As we evolve over our careers, the relative importance of money diminishes along with savings, paying off huge upfront costs (new house, wedding), etc. If you don't like enough of what you do, no amount of money is ever going to be sufficient for you to 'retire'.
Inspired by a tweet that I'd read elsewhere, I decided to adapt the content and pen this.
Best way to solve money problems at home is simply to earn enough. Make enough money and you'll never have any disputes.
Use credit cards for day-to-day expenses. They rack up a ton of points which can be used towards discretionary shopping.
Doesn't matter how much you save for retirement - the moment you stop working, you'll worry about running out of money.
Better to spend money on stuff that you like than spend on stuff that you don't need.
Eating out does not imply a luxurious way of life.

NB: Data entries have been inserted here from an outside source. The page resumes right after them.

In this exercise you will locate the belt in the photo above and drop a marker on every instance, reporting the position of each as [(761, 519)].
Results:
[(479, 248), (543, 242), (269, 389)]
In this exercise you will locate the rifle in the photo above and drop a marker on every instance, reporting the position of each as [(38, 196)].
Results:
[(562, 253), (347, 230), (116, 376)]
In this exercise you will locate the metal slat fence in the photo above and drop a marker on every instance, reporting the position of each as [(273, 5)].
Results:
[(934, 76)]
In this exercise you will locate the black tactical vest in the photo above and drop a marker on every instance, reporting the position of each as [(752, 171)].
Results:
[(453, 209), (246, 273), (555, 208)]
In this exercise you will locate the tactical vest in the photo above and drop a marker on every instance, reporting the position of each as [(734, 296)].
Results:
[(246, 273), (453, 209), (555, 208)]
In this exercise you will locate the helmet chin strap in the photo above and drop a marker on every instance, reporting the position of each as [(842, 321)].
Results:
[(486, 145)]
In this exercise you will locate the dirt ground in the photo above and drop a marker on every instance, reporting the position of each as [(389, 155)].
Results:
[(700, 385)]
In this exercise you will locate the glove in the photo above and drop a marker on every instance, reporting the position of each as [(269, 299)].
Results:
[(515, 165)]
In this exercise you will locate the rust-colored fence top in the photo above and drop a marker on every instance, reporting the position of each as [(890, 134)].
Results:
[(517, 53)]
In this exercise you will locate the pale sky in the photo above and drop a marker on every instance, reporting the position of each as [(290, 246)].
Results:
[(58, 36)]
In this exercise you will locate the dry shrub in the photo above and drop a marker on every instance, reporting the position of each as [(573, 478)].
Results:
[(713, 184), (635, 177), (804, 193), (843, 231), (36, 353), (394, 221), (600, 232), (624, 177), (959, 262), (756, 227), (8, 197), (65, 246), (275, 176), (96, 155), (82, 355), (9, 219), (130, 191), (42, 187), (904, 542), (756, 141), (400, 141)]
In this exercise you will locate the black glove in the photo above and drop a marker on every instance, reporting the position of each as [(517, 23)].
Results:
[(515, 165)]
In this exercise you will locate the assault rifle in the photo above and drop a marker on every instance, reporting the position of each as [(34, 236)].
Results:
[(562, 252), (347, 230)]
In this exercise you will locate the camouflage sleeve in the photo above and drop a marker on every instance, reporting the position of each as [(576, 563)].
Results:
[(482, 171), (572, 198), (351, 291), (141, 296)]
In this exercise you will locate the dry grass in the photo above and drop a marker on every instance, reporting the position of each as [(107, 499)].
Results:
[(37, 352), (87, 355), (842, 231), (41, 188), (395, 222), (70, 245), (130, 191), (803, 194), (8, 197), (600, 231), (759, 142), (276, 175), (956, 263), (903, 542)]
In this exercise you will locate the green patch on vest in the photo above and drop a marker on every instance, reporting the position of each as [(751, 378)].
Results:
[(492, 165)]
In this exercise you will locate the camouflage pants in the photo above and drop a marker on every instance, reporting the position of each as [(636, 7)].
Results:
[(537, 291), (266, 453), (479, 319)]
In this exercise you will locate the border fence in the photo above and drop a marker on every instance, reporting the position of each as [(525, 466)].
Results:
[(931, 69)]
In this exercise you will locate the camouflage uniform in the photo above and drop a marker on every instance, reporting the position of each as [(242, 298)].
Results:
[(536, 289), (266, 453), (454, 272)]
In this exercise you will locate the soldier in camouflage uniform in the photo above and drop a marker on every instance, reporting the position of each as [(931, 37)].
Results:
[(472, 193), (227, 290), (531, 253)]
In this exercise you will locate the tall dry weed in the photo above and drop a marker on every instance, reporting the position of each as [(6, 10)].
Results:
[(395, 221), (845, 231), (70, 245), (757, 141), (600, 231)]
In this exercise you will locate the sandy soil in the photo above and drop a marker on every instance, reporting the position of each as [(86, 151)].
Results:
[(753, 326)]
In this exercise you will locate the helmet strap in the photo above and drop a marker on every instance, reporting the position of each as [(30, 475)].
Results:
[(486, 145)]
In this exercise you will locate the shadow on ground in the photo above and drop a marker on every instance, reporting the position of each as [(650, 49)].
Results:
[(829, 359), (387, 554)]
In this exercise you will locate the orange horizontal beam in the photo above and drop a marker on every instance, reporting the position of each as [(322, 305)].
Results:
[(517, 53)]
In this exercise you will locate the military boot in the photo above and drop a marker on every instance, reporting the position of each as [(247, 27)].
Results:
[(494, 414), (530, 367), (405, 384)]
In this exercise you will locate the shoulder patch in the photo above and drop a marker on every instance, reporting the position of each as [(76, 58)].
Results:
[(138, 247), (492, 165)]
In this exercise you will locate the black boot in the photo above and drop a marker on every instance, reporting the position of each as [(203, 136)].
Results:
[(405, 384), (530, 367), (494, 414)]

Some people call this the "rich life". We splurge on eating out but save on fancy houses, cars and other stuff.
Property today is no longer a good store of value. There are numerous costs - agency fees, duties, illiquidity, uncertainty over its appreciation in the long term. There are much better alternatives out there to give you a steady 5-6% annualized return over 20 years.
Educate yourself on where to put your money. Financial markets are way more sophisticated as compared to 30 years ago. Today we have the ability to invest in stocks globally, a wide range of ETFs, index funds, etc.
Worst way to earn an income is to work for a living.
Learn to develop multiple income streams as you progress in life - the old school saying of "get a good education, get a good job, start a family, etc..." is out-dated.
Invest in yourself. Wealth will take care of itself after that.
Don't underestimate the power of compounding.
A single investment (no matter how small) can change the course of your finances drastically.
Aside from learning how to manage money, learn how to write and code as well.
Sales is everywhere - learn how to sell and money will take care of itself.
Money will only motivate you so far. If you are not doing the things you love to do, you'll burn out. 100% guarantee.
The moment you feel that you pay someone more than what they owe you, you'll most likely end up spending the bulk of time chasing them for what they owe you.
Most people who trade stocks lose money. Don't get sucked into speculation.
The minute money is too easy to be made, it's probably time to get out.
99% of people who post images of their income online are not telling you something. Really rich and secure people don't flash their wealth and call themselves rich - not unless they are trying to sell you something.
People who tip you off on a stock nearly always have something to gain from doing so. Don't be stupid and listen to everything they say. Use your own discretion to decide for yourself. Most of my losses are attributed from listening to others.
Don't be envious of those who are ahead of you. You don't know what they've gone through.
Bankers are not your friend. They do not care about you. Relationships are booshit. They are only as nice to you as the amount of assets you are banking with them.
Don't keep too much of your assets in cash unless you know how you are planning to use it. Invest, even if it is a small amount.
As an investment banker I used to work very long hours (I still do) and we were almost always allowed to be reimbursed for dinner and transport expenses if we worked past a certain time (usually 9:00pm).
Some times I would claim for these expenses, but other times I would not. And people found that puzzling.
As I grew older and stayed longer in the office, I discovered that some of the most simple pleasures at the end of a hard day’s work was simply just to take a 10-minute stroll away from the office or use the public commute back home, enjoying the outdoor air in the process. Taking the taxi on the other hand constantly nauseated me because of the enclosure and motion. It was partly because of that, I did not usually claim for any transportation reimbursement.
Likewise for meals and per diem allowances: Unless absolutely necessary such as dining with professional parties such as clients as part of the job, I would then claim for these meals. But I know of people who would go the full length to obtain all recoverable expenses as long as it was within the organisation’s HR policy. There’s nothing technically wrong with that. The rules that were set that way by the folks up there are also the same rules that are part of broader staff retention strategy, that is: To keep employees happy and contented so that they know they are well fed and taken care off.
It was only in my later years in banking that I realised making these claims were also a deeper cultivation of a subtle employee-mentality. By attempting to ‘milk’ the system and extract the maximum benefits, one subjects himself/herself to the dependency on the little privileged comforts of life. There’s nothing wrong with that, in fact I believe the banks wanted you to do that.
In Nassim Taleb’s words:
“Someone who has been employed for a while is giving you strong evidence of submission. Evidence of submission is displayed by the employee’s going through years depriving himself of his personal freedom for nine hours every day, his ritualistic and punctual arrival at an office, his denying himself his own schedule, and his not having beaten up anyone on the way back home after a bad day. He is an obedient, housebroken dog.”
So should one day I am unable to afford the ‘luxury’ of going home in a cab or rely on someone to pay for my meals, I would never feel insecure.